Weg, waarheid en leven
De bisschop van Pemba is internationaal inmiddels de belangrijkste stem die de gebeurtenissen in Cabo Delgado aan de kaak stelt: “De Kerk is toegewijd aan de waarheid omdat we Jezus volgen, die zei: “Ik ben de weg, de waarheid en het leven.  Alle missionarissen zijn verenigd. We werken allemaal aan het inperken van deze humanitaire crisis, aan het steunen van de meest kwetsbaren. We proberen iets te doen om hun lijden te verminderen.”

“We zijn niet bang omdat we de waarheid vertellen. Waar wij over gesproken hebben, is waar paus Franciscus zo vaak over spreekt: ‘wij willen de waardigheid van de mensen redden, wij willen sociale rechtvaardigheid, wij willen dat de mensen hun rechten gerespecteerd zien, wij willen dat de mensen in vrede leven.’ Dat is niet teveel gevraagd. Het staat in de grondwetten van alle landen, in de Universele Verklaring van de Rechten van de Mens, in de Bijbel zelf en in de Koran. Wat wij gelovige mensen vragen, is vrede. Is dat teveel gevraagd?”
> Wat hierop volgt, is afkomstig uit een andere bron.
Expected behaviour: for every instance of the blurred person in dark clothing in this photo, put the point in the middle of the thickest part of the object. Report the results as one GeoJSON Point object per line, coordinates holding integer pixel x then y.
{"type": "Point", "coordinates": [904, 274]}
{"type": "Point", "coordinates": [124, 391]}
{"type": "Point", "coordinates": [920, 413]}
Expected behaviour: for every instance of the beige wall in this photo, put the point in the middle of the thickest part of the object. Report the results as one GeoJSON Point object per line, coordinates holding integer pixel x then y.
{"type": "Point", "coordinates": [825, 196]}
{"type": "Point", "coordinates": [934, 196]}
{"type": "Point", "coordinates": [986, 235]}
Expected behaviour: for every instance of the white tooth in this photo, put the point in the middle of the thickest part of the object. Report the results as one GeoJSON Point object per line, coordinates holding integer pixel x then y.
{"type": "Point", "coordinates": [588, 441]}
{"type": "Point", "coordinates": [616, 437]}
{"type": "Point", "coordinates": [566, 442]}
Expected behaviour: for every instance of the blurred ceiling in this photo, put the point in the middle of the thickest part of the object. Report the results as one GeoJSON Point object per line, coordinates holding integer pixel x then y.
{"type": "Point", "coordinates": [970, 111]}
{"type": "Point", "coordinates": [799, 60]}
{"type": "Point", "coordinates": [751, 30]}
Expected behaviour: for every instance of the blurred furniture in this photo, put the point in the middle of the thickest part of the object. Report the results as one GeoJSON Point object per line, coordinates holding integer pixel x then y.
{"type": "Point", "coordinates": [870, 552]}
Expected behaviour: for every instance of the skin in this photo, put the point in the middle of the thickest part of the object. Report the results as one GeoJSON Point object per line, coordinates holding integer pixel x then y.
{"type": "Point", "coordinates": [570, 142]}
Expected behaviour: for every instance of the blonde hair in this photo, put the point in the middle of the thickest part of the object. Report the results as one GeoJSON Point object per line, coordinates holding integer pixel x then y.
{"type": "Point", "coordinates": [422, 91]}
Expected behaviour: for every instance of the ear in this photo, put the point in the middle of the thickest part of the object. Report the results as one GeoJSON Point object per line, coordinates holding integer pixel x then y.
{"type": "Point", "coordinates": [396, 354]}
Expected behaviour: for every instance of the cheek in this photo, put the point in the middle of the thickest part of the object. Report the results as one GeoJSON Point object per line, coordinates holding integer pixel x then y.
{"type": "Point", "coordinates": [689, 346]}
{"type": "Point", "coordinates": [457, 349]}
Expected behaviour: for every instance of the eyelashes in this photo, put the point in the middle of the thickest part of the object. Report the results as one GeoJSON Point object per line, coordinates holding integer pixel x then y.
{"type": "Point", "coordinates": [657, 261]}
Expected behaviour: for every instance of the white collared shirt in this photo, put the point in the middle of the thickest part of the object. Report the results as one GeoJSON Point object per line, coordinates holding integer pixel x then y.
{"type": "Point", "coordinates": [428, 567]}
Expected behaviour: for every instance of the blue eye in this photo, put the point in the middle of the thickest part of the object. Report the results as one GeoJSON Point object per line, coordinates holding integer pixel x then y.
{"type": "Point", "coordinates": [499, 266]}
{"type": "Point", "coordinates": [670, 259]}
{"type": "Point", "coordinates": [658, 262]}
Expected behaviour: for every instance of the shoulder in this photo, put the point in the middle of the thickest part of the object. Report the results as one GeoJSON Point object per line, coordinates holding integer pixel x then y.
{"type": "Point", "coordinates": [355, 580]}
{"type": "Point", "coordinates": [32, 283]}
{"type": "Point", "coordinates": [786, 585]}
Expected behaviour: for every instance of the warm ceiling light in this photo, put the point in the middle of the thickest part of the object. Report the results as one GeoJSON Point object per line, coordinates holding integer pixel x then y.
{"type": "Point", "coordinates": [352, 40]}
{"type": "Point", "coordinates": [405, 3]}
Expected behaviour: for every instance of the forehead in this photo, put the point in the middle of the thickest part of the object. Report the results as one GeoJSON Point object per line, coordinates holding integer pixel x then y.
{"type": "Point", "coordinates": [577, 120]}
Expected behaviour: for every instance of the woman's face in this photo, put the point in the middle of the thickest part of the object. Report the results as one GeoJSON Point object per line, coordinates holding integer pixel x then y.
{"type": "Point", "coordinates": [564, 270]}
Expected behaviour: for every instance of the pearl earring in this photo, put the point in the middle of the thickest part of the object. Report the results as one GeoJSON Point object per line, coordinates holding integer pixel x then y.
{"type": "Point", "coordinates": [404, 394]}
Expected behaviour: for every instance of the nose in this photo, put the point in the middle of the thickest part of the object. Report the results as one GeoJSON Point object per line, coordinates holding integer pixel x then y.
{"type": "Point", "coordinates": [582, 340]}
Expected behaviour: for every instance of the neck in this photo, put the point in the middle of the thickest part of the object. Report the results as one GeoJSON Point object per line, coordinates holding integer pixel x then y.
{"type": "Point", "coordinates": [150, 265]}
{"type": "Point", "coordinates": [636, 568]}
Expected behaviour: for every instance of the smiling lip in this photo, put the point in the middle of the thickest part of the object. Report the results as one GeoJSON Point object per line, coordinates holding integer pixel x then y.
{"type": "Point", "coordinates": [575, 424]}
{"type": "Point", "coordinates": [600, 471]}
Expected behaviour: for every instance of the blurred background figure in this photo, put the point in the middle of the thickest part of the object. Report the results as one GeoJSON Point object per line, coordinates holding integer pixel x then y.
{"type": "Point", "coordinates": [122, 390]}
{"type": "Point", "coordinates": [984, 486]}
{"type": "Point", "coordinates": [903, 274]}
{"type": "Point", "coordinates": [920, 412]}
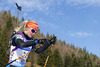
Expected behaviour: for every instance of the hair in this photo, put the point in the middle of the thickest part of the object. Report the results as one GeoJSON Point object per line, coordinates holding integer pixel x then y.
{"type": "Point", "coordinates": [21, 28]}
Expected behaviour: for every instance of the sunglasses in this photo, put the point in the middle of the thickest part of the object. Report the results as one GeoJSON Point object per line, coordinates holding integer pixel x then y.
{"type": "Point", "coordinates": [32, 30]}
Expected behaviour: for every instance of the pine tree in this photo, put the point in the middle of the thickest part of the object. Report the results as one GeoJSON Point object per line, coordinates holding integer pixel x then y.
{"type": "Point", "coordinates": [68, 61]}
{"type": "Point", "coordinates": [57, 59]}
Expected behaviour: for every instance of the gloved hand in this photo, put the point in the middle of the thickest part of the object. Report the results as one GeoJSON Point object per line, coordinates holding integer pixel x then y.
{"type": "Point", "coordinates": [41, 41]}
{"type": "Point", "coordinates": [53, 40]}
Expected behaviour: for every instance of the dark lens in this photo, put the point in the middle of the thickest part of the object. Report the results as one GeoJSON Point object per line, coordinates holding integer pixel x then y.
{"type": "Point", "coordinates": [33, 31]}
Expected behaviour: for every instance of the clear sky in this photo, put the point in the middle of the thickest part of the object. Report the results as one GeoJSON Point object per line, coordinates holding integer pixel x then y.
{"type": "Point", "coordinates": [74, 21]}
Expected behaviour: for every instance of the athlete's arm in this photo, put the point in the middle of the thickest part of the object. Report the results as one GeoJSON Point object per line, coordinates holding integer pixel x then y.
{"type": "Point", "coordinates": [19, 42]}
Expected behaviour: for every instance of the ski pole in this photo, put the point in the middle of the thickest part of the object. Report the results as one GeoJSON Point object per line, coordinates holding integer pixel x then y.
{"type": "Point", "coordinates": [19, 8]}
{"type": "Point", "coordinates": [22, 56]}
{"type": "Point", "coordinates": [48, 56]}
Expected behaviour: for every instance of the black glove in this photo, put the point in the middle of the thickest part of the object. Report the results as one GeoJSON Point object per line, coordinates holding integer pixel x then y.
{"type": "Point", "coordinates": [41, 41]}
{"type": "Point", "coordinates": [53, 40]}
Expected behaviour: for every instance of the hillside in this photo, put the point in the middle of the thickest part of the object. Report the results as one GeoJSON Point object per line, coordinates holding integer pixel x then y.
{"type": "Point", "coordinates": [62, 54]}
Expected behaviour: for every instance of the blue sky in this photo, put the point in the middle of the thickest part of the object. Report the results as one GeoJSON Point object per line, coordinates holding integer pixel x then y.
{"type": "Point", "coordinates": [74, 21]}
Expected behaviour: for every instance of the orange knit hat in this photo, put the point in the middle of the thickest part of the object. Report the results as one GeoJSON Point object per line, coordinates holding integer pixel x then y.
{"type": "Point", "coordinates": [32, 24]}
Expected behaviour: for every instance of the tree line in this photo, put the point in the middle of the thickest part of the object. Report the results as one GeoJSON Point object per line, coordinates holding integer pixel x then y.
{"type": "Point", "coordinates": [67, 55]}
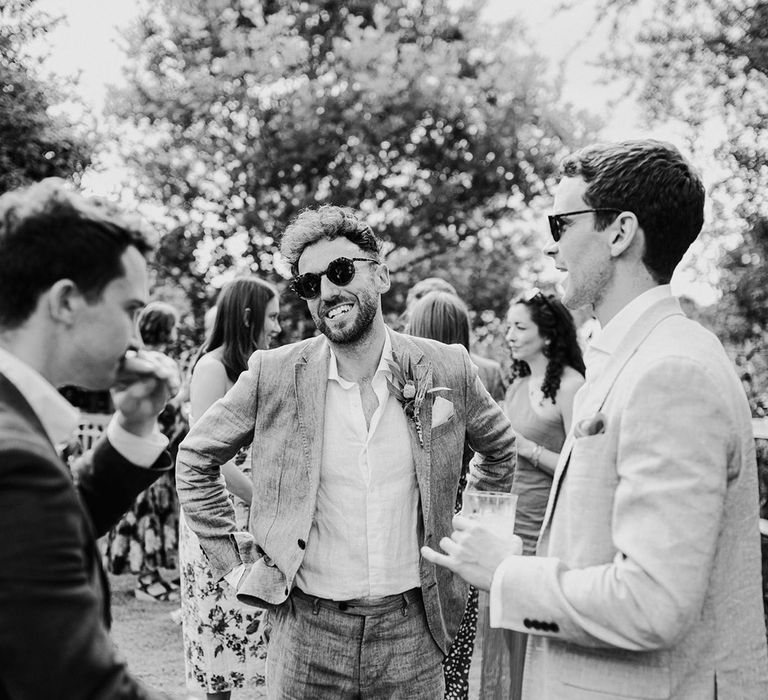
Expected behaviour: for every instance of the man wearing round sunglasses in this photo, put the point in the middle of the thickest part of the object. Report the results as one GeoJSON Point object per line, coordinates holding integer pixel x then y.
{"type": "Point", "coordinates": [647, 580]}
{"type": "Point", "coordinates": [358, 437]}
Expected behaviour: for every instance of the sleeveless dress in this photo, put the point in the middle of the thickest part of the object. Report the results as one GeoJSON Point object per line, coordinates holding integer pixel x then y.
{"type": "Point", "coordinates": [224, 642]}
{"type": "Point", "coordinates": [532, 487]}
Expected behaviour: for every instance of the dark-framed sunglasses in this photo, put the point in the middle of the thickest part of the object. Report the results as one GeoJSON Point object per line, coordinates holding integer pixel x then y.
{"type": "Point", "coordinates": [557, 225]}
{"type": "Point", "coordinates": [339, 272]}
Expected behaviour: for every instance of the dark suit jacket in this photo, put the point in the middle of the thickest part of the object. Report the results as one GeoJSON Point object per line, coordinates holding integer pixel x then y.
{"type": "Point", "coordinates": [54, 599]}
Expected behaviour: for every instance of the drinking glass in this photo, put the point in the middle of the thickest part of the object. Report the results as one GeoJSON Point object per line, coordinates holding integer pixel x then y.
{"type": "Point", "coordinates": [495, 508]}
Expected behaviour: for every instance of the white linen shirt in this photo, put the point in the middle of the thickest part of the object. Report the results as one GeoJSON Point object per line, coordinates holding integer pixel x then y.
{"type": "Point", "coordinates": [604, 344]}
{"type": "Point", "coordinates": [364, 540]}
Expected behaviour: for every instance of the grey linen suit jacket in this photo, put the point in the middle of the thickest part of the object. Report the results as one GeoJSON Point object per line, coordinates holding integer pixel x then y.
{"type": "Point", "coordinates": [647, 579]}
{"type": "Point", "coordinates": [279, 405]}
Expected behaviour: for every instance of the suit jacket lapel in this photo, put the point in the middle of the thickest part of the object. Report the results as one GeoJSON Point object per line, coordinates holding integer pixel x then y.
{"type": "Point", "coordinates": [403, 349]}
{"type": "Point", "coordinates": [311, 380]}
{"type": "Point", "coordinates": [597, 393]}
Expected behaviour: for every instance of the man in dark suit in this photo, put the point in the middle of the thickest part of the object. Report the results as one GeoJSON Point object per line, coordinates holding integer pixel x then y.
{"type": "Point", "coordinates": [72, 278]}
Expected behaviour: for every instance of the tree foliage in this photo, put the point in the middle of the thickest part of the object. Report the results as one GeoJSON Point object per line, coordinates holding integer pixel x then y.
{"type": "Point", "coordinates": [35, 141]}
{"type": "Point", "coordinates": [434, 127]}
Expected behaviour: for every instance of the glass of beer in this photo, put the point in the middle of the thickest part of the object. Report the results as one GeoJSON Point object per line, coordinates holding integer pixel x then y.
{"type": "Point", "coordinates": [495, 508]}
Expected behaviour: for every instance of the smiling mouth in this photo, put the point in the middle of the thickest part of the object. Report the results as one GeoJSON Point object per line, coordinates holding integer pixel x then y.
{"type": "Point", "coordinates": [339, 310]}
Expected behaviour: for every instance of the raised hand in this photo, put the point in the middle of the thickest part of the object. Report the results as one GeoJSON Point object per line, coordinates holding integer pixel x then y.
{"type": "Point", "coordinates": [146, 381]}
{"type": "Point", "coordinates": [473, 551]}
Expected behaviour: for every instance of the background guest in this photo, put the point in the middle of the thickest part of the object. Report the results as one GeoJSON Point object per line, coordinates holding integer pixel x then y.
{"type": "Point", "coordinates": [222, 637]}
{"type": "Point", "coordinates": [146, 537]}
{"type": "Point", "coordinates": [443, 316]}
{"type": "Point", "coordinates": [547, 371]}
{"type": "Point", "coordinates": [490, 371]}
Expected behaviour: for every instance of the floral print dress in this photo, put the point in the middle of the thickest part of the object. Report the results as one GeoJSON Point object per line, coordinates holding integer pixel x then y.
{"type": "Point", "coordinates": [224, 640]}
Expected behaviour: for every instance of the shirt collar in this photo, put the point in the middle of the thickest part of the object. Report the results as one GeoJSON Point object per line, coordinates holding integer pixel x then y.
{"type": "Point", "coordinates": [608, 339]}
{"type": "Point", "coordinates": [58, 417]}
{"type": "Point", "coordinates": [333, 367]}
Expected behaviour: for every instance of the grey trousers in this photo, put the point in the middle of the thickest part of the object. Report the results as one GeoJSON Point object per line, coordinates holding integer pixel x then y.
{"type": "Point", "coordinates": [342, 651]}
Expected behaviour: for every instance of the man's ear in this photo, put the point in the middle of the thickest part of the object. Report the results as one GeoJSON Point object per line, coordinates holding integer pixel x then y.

Volgens de bisschop zijn er veel partijen betrokken bij het conflict. “Vrede is het werk van de Kerk. Terwijl wij bidden, werken we ook, ontmoeten we mensen, zijn we activisten voor de komende vrede. Vrede is een gebouw en het is belangrijk om de mensen bij de bouw te betrekken. Niet alleen het volk van Mozambique, maar ook de internationale gemeenschap. Achter elke oorlog zitten de verantwoordelijken. Er zijn geen winnaars in oorlogen. We verliezen allemaal. Er zijn mensen die winst maken, ze denken dat ze winnen, maar ze zijn ook verliezers.”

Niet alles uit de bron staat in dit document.